I made a lot of noise
last time about how Christmas was over... but truthfully, there are still little vestiges of the season left around. I can't really say a lot of it is conscious, of course; the Christmas tree is still lying on its side in the side yard because I dragged it out just before we left for our Christmas-break vacation stay at camp. There are miscellaneous decorations here & there that just didn't get put away. The wrapping paper is still piled up in the corner of my office (although I did finally fold up the worktable a couple days ago. Some time soon I will take the folded table out of the office, too).
And despite all my protestations to the contrary, all the Christmas music is still loaded up in my iPod, as well as iTunes. Before Christmas, I was doing a constant shuffle of all the holiday songs; now, at least, I've returned to the full list shuffle. As a result, the Christmas music acts like a little punctuation -- I could say that it's the nutmeg in the eggnog, but that's a holiday-only metaphor. In any case, instead of the whole dish, it's just the spice, which in its way makes me "hear" it a little more.
I tried through the season (the "real" season) to rate my songs using the iPod's 1-5 star system, and it may be that I decide that the 4- and 5-star songs are worth keeping year-round. That will probably almost automatically include most or all of Steven Curtis Chapman's two Christmas albums.
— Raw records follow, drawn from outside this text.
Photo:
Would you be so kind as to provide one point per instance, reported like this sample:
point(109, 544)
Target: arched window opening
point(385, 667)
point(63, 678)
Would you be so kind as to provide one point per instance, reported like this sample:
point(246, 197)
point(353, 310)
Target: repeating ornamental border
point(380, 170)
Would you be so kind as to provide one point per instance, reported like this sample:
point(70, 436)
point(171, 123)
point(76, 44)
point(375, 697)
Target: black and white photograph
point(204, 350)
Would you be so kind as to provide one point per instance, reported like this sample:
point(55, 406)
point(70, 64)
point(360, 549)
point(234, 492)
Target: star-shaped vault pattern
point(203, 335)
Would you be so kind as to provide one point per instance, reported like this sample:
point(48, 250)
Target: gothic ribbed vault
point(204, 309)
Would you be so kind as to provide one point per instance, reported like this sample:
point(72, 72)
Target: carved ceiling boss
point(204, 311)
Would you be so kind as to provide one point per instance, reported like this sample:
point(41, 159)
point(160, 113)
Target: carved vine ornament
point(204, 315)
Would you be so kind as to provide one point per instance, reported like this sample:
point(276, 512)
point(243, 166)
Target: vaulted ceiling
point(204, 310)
It seems like every time I mention Christmas music, I come back to SCC. One of his songs hit me in a special way this year, to such an extent that I convinced myself that it gave me a fresh insight. I've had some time to think about it, and I guess it falls a little short of, you know,
C.S. Lewis-level inspiration -- but I'll share it anyway.
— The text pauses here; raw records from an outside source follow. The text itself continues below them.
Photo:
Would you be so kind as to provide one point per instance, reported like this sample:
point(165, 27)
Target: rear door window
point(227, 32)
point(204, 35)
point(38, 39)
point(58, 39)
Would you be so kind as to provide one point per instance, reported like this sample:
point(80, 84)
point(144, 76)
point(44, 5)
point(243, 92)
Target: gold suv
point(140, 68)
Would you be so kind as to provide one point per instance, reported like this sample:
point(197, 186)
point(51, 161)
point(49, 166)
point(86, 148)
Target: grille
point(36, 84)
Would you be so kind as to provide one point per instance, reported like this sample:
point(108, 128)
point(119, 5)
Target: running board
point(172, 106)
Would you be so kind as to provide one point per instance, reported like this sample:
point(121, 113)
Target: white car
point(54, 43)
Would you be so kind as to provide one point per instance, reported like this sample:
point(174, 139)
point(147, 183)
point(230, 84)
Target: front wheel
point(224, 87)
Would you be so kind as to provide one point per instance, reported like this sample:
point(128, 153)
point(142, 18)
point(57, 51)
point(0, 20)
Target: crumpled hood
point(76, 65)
The song that brought Christmas home to me this time was "Our God Is with Us":
Our God is with us
Emmanuel
He's come to save us
Emmanuel
And we will never face life alone
Now that God has made himself known
As father and friend, with us through the end
Emmanuel
(You can hear the song, and in fact the whole album, if you go here and click 'play' next to The Music of Christmas)
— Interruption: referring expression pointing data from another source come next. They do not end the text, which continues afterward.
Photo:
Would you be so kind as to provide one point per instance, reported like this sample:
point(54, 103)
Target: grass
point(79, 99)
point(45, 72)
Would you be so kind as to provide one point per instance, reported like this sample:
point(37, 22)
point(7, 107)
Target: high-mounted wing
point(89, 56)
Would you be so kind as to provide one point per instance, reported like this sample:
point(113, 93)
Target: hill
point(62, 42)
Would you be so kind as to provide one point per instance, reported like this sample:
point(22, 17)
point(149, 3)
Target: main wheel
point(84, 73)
It's always been one of my all-time favorites, but one day it hit me at a new angle: he's come to save us. And instead of the conventional sense of the word -- those who believe in him don't have to go to hell -- I took it quite literally. I imagined myself in a lot of trouble, maybe even being held captive, when suddenly the SWAT team arrives to rescue me. OK, I guess in this case it's more like the SWADDLE team, but the image of Jesus coming because it was the only way to bail me personally out of danger made Christmas a little more, I don't know, urgent -- not just another Silent Night.
Don't get me wrong, I love the Silent Night. I love Joseph standing nearby trying to keep his head from exploding with everything that's happened to him. I love the shepherds saying, "Wait -- you're telling us the most important news ever?" I love Mary watching it all wide-eyed, "treasuring all these things up in her heart" (there's a blog I'd pay to read). And I saw one of my favorite Biblical phrases on a Sunday school bulletin board this week: it was a Birth Announcement for Jesus, and on the line for "When:" it said, "In the fullness of time". I wish I could say that's why this post is so "late" -- I'm just trying to achieve the fullness of time for it.
But alongside all that we have the image of Jesus arriving at just the right time -- albeit not in the most powerful or glamorous fashion -- to save us from a crisis... and that, much more than shepherds or wise men or donkeys, is a piece of Christmas I can take with me all year long.